Role for integrin-linked kinase in mediating tubular epithelial to mesenchymal transition and renal interstitial fibrogenesis
J. Clin. Invest. Yingjian Li, et al. 112:503 doi:10.1172/JCI17913 [Go to this article.]

Figure 3
Forced expression of ILK suppresses E-cadherin expression in tubular epithelial cells in a dose-dependent manner. Stable cell lines were established by transfection of WT-ILK and kd-ILK expression vectors. A cell line with mock transfection of empty vector pUSEamp plasmid (Vector) was used as control. (a) Cell lysates were immunoblotted with Ab’s against ILK, E-cadherin, and actin, respectively. Numbers (C1, C2, and C3) indicate three individual clones that express different levels of ILK. (b) Linear regression shows a close association between ILK and E-cadherin in tubular epithelial cells. The correlation coefficients (R²) are shown.

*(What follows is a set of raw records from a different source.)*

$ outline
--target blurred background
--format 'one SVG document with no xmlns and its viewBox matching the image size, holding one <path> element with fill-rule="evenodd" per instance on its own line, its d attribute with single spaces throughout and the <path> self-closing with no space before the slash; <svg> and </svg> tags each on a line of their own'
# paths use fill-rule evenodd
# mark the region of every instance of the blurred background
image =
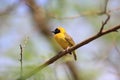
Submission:
<svg viewBox="0 0 120 80">
<path fill-rule="evenodd" d="M 120 24 L 120 0 L 0 0 L 0 80 L 20 77 L 60 50 L 50 32 L 62 26 L 77 43 Z M 120 80 L 120 32 L 76 50 L 77 61 L 59 59 L 27 80 Z"/>
</svg>

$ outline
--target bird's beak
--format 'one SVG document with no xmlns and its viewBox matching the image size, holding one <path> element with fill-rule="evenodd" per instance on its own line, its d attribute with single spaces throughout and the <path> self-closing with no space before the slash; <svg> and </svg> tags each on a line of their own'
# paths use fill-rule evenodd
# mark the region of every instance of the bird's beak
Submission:
<svg viewBox="0 0 120 80">
<path fill-rule="evenodd" d="M 55 31 L 51 31 L 52 33 L 55 33 Z"/>
</svg>

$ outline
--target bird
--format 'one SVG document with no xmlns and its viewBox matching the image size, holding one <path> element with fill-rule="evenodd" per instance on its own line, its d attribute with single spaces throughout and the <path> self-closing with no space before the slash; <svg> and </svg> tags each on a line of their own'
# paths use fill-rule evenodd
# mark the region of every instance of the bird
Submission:
<svg viewBox="0 0 120 80">
<path fill-rule="evenodd" d="M 72 39 L 72 37 L 69 34 L 67 34 L 66 30 L 63 27 L 61 27 L 61 26 L 57 27 L 54 31 L 52 31 L 52 33 L 54 33 L 54 38 L 55 38 L 56 42 L 64 50 L 75 45 L 74 40 Z M 75 61 L 77 60 L 75 51 L 72 51 L 69 54 L 73 54 Z"/>
</svg>

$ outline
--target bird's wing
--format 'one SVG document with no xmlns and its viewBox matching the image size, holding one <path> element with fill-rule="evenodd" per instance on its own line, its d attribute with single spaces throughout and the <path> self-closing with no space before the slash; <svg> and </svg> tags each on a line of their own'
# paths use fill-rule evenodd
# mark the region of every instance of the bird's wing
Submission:
<svg viewBox="0 0 120 80">
<path fill-rule="evenodd" d="M 73 39 L 67 33 L 64 33 L 64 34 L 65 34 L 65 40 L 70 44 L 70 46 L 75 45 L 75 42 L 73 41 Z"/>
</svg>

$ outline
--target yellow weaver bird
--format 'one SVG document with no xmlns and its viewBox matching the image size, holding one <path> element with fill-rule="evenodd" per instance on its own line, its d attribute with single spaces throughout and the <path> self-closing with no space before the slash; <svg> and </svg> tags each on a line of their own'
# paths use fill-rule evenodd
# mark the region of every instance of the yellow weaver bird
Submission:
<svg viewBox="0 0 120 80">
<path fill-rule="evenodd" d="M 73 41 L 71 36 L 66 33 L 64 28 L 58 27 L 52 32 L 55 34 L 55 40 L 63 49 L 68 49 L 69 47 L 75 45 L 75 42 Z M 74 59 L 77 60 L 75 51 L 71 52 L 70 54 L 73 54 Z"/>
</svg>

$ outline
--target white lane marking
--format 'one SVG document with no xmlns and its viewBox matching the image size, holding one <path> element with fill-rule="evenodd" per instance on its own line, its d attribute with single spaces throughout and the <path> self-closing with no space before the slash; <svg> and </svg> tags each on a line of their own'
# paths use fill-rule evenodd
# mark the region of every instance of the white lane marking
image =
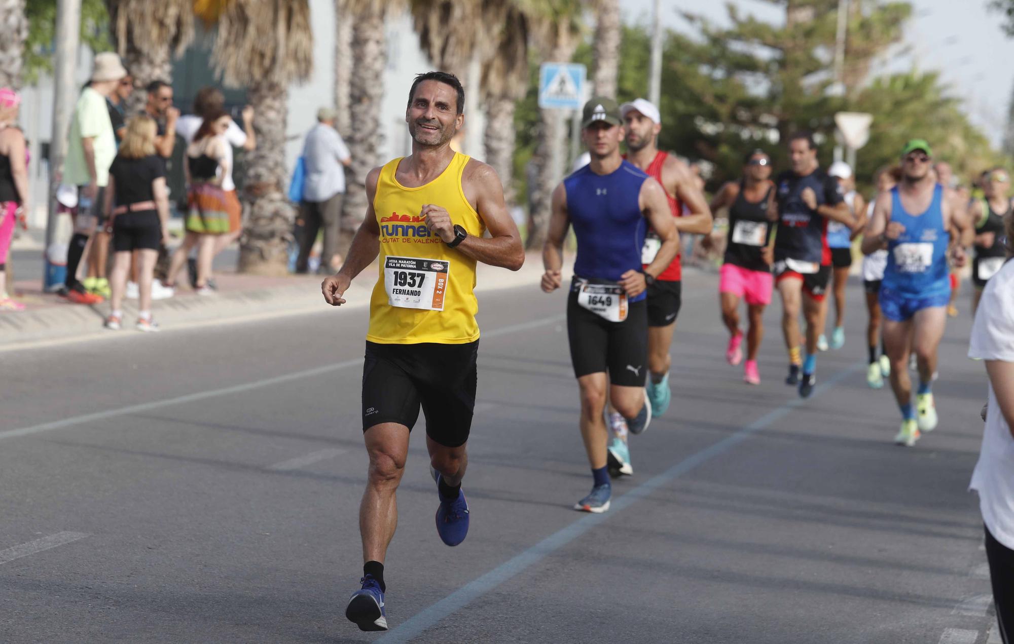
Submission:
<svg viewBox="0 0 1014 644">
<path fill-rule="evenodd" d="M 522 322 L 520 324 L 513 324 L 511 326 L 505 326 L 499 329 L 494 329 L 492 331 L 489 331 L 488 333 L 483 333 L 482 337 L 484 338 L 499 337 L 501 335 L 508 335 L 510 333 L 516 333 L 518 331 L 525 331 L 540 326 L 556 324 L 564 317 L 565 316 L 562 315 L 556 315 L 549 318 L 544 318 L 541 320 L 536 320 L 533 322 Z M 212 389 L 210 391 L 198 392 L 196 394 L 176 396 L 175 398 L 165 398 L 163 400 L 155 400 L 148 403 L 141 403 L 140 405 L 129 405 L 127 407 L 118 407 L 116 409 L 107 409 L 105 411 L 97 411 L 95 413 L 90 413 L 90 414 L 71 416 L 70 418 L 64 418 L 62 420 L 44 422 L 38 425 L 19 427 L 17 429 L 7 429 L 6 431 L 0 431 L 0 439 L 13 438 L 15 436 L 27 436 L 35 433 L 42 433 L 44 431 L 49 431 L 51 429 L 60 429 L 62 427 L 79 425 L 81 423 L 91 422 L 93 420 L 105 420 L 106 418 L 116 418 L 118 416 L 125 416 L 140 411 L 151 411 L 152 409 L 167 407 L 169 405 L 178 405 L 182 403 L 197 402 L 199 400 L 207 400 L 208 398 L 217 398 L 218 396 L 227 396 L 229 394 L 240 394 L 243 392 L 251 391 L 254 389 L 261 389 L 263 387 L 272 387 L 274 385 L 280 385 L 282 383 L 287 383 L 293 380 L 310 378 L 312 376 L 320 376 L 321 374 L 330 374 L 332 372 L 337 372 L 343 369 L 347 369 L 349 367 L 360 366 L 362 364 L 363 364 L 363 358 L 357 357 L 349 360 L 343 360 L 341 363 L 336 363 L 335 365 L 325 365 L 323 367 L 307 369 L 305 371 L 295 372 L 292 374 L 285 374 L 283 376 L 275 376 L 274 378 L 257 380 L 254 381 L 252 383 L 245 383 L 243 385 L 233 385 L 232 387 Z"/>
<path fill-rule="evenodd" d="M 823 384 L 817 385 L 810 398 L 793 398 L 781 406 L 772 409 L 750 424 L 734 431 L 725 438 L 722 438 L 718 442 L 714 442 L 700 452 L 690 455 L 682 461 L 679 461 L 670 467 L 668 470 L 653 476 L 620 498 L 613 499 L 612 509 L 608 513 L 586 514 L 564 528 L 561 528 L 537 544 L 534 544 L 533 546 L 530 546 L 529 548 L 514 555 L 512 558 L 503 562 L 493 570 L 490 570 L 476 579 L 473 579 L 457 590 L 423 609 L 415 616 L 406 620 L 400 626 L 396 626 L 392 630 L 388 631 L 386 635 L 374 640 L 374 643 L 378 644 L 380 642 L 384 642 L 385 644 L 392 644 L 394 642 L 409 642 L 419 637 L 424 631 L 436 625 L 447 616 L 460 611 L 462 608 L 483 596 L 490 590 L 493 590 L 505 581 L 527 570 L 554 552 L 564 548 L 578 537 L 581 537 L 594 527 L 598 526 L 601 521 L 607 520 L 610 516 L 614 516 L 618 512 L 622 512 L 666 483 L 669 483 L 683 474 L 693 471 L 698 466 L 725 454 L 743 440 L 749 438 L 752 434 L 769 427 L 773 422 L 784 418 L 797 407 L 801 407 L 804 404 L 811 403 L 816 400 L 822 396 L 824 392 L 830 390 L 849 376 L 856 374 L 863 369 L 866 369 L 866 365 L 863 363 L 857 363 L 852 367 L 835 374 Z"/>
<path fill-rule="evenodd" d="M 19 546 L 11 546 L 10 548 L 5 548 L 0 550 L 0 564 L 5 564 L 15 559 L 20 559 L 21 557 L 27 557 L 28 555 L 33 555 L 37 552 L 43 552 L 44 550 L 49 550 L 50 548 L 56 548 L 57 546 L 63 546 L 64 544 L 69 544 L 75 542 L 79 539 L 84 539 L 89 537 L 87 533 L 57 533 L 56 535 L 50 535 L 49 537 L 43 537 L 42 539 L 37 539 L 35 541 L 29 541 L 26 544 L 21 544 Z"/>
<path fill-rule="evenodd" d="M 994 624 L 990 627 L 990 635 L 986 638 L 986 644 L 1004 644 L 1003 639 L 1000 638 L 1000 629 Z"/>
<path fill-rule="evenodd" d="M 940 644 L 975 644 L 979 639 L 979 631 L 968 631 L 965 629 L 945 629 L 940 636 Z"/>
<path fill-rule="evenodd" d="M 961 615 L 973 615 L 975 617 L 986 617 L 990 605 L 993 603 L 993 594 L 976 594 L 973 597 L 961 601 L 954 607 L 954 613 Z"/>
<path fill-rule="evenodd" d="M 348 450 L 339 450 L 338 448 L 327 448 L 324 450 L 317 450 L 316 452 L 310 452 L 309 454 L 304 454 L 301 457 L 296 457 L 294 459 L 289 459 L 288 461 L 282 461 L 281 463 L 276 463 L 275 465 L 269 465 L 267 469 L 273 470 L 275 472 L 288 472 L 290 470 L 299 470 L 306 467 L 307 465 L 312 465 L 320 461 L 327 461 L 328 459 L 334 459 L 340 454 L 345 454 Z"/>
</svg>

The relative abundances of ILK and E-cadherin were normalized to actin. (c–f) Immunofluorescence staining shows an inverse relationship between ILK and E-cadherin expression in HKC cells transfected with empty vector (c and e) or WT-ILK (d and f). (c and d) ILK staining. (e and f) E-cadherin staining. Scale bars, 5 μm. (g and h) Suppression of E-cadherin expression by ILK is independent of Snail. Neither TGF-β1 (g) nor ILK (h) induced Snail expression in tubular epithelial cells. HKC cells were treated with 2 ng/ml of TGF-β1 for various periods of time as indicated (g), or transfected (either transiently or stably) with WT-ILK and kd-ILK expression vectors (h). HKC cells transiently transfected with Snail expression vector served as positive control for Snail protein expression.